The European Union has always placed an emphasis on protecting its citizens’ data. The latest ruling, for a case in which a Spanish lawyer demanded that Google remove links to an old news article about his debts, is based on a 1995 European Parliament directive that provided extensive protections for personal data. The Parliament is in the midst of passing an even more sweeping update to the law that will make “data protection first, not an afterthought,” according to the body. A key tenet of this new policy is the “right to be forgotten,” the idea that individuals have the right to delete information about themselves that is not legally required to remain online. “This is the fundamental right of an individual as opposed to the business right of a company,” says Marc Rotenberg, president of the Electronic Privacy Information Center. “When courts are asked to consider those claims, I think they rightly look more seriously at the individual’s claims first.”
The U.S. has no privacy protections that even approach the broad aims of Europe’s laws. It’s not because Europe is the innovator on this front—former Supreme Court Justice Louis Brandeis first introduced the “right to privacy” in the U.S. in an 1890 article in the Harvard Law Review that was globally influential. It’s also not because Americans don’t value their digital privacy. A recent study by the Pew Research Center found that 68 percent of American Internet users believe U.S. laws don’t go far enough to protect individual online privacy. But a variety of factors mean American privacy legislation will likely never reach the scope of Europe’s laws.
First, Europe’s new ruling is difficult to reconcile with the First Amendment, which grants citizens the right to free speech. A U.S. law that compelled a company like Google to limit the type of content it shows in search results likely wouldn’t pass muster in American courts, experts say, because it could be construed as a form of censorship. “The First Amendment really does prevent this kind of widespread unpublishing of data,” says Danny O’Brien, international director at the Electronic Frontier Foundation. “In the U.S., free speech sort of trumps privacy.”
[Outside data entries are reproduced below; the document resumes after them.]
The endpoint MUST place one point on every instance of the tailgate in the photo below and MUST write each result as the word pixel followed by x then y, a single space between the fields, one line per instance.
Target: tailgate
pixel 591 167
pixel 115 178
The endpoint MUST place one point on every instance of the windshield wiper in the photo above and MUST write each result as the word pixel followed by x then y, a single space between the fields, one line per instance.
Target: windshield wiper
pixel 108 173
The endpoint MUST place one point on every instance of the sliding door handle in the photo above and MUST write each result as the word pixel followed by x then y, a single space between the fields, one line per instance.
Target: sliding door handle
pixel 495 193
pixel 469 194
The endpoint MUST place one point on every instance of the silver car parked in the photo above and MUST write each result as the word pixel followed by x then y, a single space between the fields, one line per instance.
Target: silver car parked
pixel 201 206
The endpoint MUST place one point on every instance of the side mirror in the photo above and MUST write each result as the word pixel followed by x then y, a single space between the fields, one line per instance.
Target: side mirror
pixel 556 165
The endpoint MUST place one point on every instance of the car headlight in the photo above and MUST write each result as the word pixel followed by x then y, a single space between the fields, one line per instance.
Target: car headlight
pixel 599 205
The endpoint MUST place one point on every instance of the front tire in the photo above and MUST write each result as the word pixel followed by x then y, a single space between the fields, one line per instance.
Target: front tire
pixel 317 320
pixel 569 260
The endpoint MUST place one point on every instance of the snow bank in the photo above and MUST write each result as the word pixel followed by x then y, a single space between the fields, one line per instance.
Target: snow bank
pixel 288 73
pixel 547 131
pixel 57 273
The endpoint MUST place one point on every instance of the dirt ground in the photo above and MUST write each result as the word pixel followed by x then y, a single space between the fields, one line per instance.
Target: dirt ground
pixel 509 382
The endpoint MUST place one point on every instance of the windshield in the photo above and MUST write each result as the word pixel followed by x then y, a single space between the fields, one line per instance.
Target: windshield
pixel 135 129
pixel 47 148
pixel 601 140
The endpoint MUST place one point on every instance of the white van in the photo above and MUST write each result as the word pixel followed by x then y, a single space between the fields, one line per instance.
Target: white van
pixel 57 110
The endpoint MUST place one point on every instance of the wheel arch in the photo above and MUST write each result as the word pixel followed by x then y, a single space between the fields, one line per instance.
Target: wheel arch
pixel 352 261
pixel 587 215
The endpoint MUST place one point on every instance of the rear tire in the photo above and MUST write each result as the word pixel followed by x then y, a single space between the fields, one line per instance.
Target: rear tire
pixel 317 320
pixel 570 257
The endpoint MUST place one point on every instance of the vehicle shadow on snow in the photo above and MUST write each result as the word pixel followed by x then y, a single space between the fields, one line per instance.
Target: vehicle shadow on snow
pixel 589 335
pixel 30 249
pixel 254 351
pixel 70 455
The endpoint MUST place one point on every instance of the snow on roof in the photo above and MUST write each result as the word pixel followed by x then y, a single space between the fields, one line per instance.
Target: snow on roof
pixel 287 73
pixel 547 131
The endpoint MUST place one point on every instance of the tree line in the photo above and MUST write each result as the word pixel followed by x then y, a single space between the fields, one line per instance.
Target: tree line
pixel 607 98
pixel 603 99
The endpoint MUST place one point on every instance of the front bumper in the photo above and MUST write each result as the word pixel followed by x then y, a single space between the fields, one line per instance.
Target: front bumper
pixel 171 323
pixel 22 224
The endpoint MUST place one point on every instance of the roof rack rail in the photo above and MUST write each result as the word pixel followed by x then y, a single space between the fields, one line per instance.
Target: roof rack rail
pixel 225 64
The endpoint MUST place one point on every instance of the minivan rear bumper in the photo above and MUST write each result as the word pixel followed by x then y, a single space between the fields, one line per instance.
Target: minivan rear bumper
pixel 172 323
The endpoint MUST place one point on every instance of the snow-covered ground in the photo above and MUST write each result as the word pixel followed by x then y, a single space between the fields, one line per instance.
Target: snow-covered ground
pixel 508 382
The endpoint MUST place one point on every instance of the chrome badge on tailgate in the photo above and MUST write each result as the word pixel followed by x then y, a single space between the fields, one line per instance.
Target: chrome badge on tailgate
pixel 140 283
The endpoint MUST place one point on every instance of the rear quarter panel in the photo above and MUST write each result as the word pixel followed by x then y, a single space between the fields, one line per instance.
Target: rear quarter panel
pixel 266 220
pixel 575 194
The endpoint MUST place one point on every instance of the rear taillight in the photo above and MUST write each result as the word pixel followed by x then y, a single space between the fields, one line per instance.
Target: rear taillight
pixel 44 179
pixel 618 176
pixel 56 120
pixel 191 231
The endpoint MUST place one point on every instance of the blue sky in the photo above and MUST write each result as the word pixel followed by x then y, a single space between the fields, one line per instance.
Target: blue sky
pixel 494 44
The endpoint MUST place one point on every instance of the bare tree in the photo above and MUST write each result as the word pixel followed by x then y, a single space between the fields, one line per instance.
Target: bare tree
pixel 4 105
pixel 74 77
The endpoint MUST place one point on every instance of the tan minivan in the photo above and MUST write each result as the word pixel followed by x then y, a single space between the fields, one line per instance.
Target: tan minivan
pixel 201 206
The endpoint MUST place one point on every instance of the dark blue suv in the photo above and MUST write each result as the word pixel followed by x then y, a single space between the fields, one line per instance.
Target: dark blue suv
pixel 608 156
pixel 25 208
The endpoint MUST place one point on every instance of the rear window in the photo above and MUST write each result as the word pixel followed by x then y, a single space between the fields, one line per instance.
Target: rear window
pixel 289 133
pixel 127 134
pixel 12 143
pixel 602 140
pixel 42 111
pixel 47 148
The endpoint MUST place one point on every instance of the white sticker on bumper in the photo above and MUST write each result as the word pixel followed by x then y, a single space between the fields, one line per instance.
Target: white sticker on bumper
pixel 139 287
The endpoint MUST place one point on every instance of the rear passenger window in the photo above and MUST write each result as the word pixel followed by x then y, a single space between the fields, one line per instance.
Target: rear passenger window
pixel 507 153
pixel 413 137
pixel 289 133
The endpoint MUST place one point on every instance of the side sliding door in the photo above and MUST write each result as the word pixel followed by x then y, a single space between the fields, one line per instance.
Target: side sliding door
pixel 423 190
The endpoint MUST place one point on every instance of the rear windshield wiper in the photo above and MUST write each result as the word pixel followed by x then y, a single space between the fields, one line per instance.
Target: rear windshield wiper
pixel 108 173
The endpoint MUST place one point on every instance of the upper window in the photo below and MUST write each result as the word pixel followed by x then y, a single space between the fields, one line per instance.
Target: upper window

Americans do have privacy protections, but they’re spread across a variety of state and federal laws that typically apply to specific groups of people. For instance, California has a law somewhat similar to the E.U. ruling that allows people to demand that tech companies delete their data, but it’s only for minors. On other online issues, like hijacking someone’s digital identity, punishments vary from state to state. With Congress’s ability to pass new legislation near an all-time low, it’s doubtful sweeping federal change will suddenly come on this front anytime soon. “The way in which the U.S. protects privacy is through a patchwork series of laws,” says Andy Sellars, a staff attorney for the Digital Media Law Project housed at Harvard University. “The EU has always tended to think of a privacy as more of an overarching thing that touches on all other domains.”
Money, of course, also plays a role in the way laws are formed. Though energy company lobbyists are the ones pulling the strings on shows like House of Cards, Google spent $15.8 million on D.C. lobbying in 2013, more than Exxon Mobil. “That has played a big role in what Washington has or has not done,” Rotenberg says. By comparison, the tech giant spent around $2 million to influence the European Union last year.
Even though the U.S. is unlikely to adopt similar policies, the E.U. ruling will still have global implications. Sellars says it’s likely that Google will only delete content in the countries where it is required to do so. Twitter has this policy, and Google does it on a small scale for issues such as German laws banning content related to Nazism. Such measures could lead to a decidedly different Internet experience on American shores compared to European ones, a concept known as balkanization that Silicon Valley views as anathema to the open Internet.
Many questions remain. It’s not clear whether Google will readily delete data when requested or try to protect its search results by taking individual cases to local judges, a strategy that could rack up huge legal fees. The boundaries of what can be deleted are also extremely vague, with the court only saying that information that is no longer relevant or timely is game to be scrubbed. Prominent figures won’t have a right to delete information in the public interest, but that exception is open to wide interpretation.
Ultimately, the ruling, which could eventually impact other tech companies like Facebook and Twitter, will establish a different set of online standards and expectations based on where users happen to reside. And those varying standards aren’t likely to be reconciled anytime soon. The question judges, legislators and citizens will have to grapple with, Sellars says, is “whether or not the Internet is truly a global platform where all of us have access to the same information or whether it is really just something that is going to be recaptured by nations over time.”